Quem possuiria um exemplar desta obra e estaria disposto a deixá-lo copiar para enviar, em microfilme, ao historiador soviético, em pleno Estado Novo (sugestão e iniciativa de José Gaspar Teixeira)?

José Vicente Gonçalves: bibliógrafo e cientista.

Referências
[1] Gonçalves, J. Vicente (1940). Análise do Livro VIIII dos "Princípios Mathematicos"  de José Anastácio da Cunha. Congresso do Mundo Português, 12, 123-140.
[2] Costa, C. (2001). José Vicente Gonçalves: Matemático... porque Professor!, (Colecção Memórias n.º 37). Funchal: Centro de Estudos de História do Atlântico, Secretaria Regional do Turismo e Cultura.
[3] Almeida, P. (1996). Vicente Gonçalves: Antigo e Moderno. Sessão comemorativa do Centenário do Nascimento de José Vicente Gonçalves. Coimbra: FCT da Universidade de Coimbra.

 

JAC e a Casa Pia de Lisboa

Cláudia Sousa, Universidade do Minho

 

José Anastácio da Cunha, um homem culto e bem informado, muitas vezes criticado em termos pedagógicos, criou uma “brilhante escola” de conhecimentos gerais e científicos. No seu plano da Estudos da Casa Pia de Lisboa são reconhecidas várias influências nacionais e estrangeiras, o que demonstra que para além da sua procura de conhecimentos científicos também era um homem preocupado com a forma e o método do seu ensino. Os seus ensinamentos, fruto de muitas fontes, levaram à mudança de interpretações e métodos de ensino, cá e além-fronteiras.


 

A presença de Bento Caraça no Brasil

João Tomas do Amaral - Faculdade de Educação, Universidade de São Paulo

 

Mostrar as portas de acesso - comercial e acadêmica -, das obras de Bento de Jesus Caraça no Brasil, especificamente do livro  "Conceitos Fundamentais da Matemática", nas suas varias formatações - dos volumes isolados da Biblioteca Cosmos, passando ao volume único e a sua atual versão.

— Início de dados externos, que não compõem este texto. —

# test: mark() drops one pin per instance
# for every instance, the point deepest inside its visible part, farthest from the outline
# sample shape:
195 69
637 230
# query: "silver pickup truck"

Abordar, a partir dessas portas de acesso e das participações de intelectuais e cientistas portugueses no âmbito da Universidade brasileira, sobre as suas influências nos mais variados setores de nosso sistema educacional envolvidos com o ensino e a aprendizagem em Matemática- manuais didáticos, livros de formação de professores, propostas curriculares, artigos científicos, monografias, dissertações de mestrado e teses de doutorado.

Certamente, Bento Caraça e sua obra inspiradora juntamente com outras importantes e significativas participações  de cientistas portugueses estão, ainda hoje, fortemente presentes no ensino de Matemática no Brasil.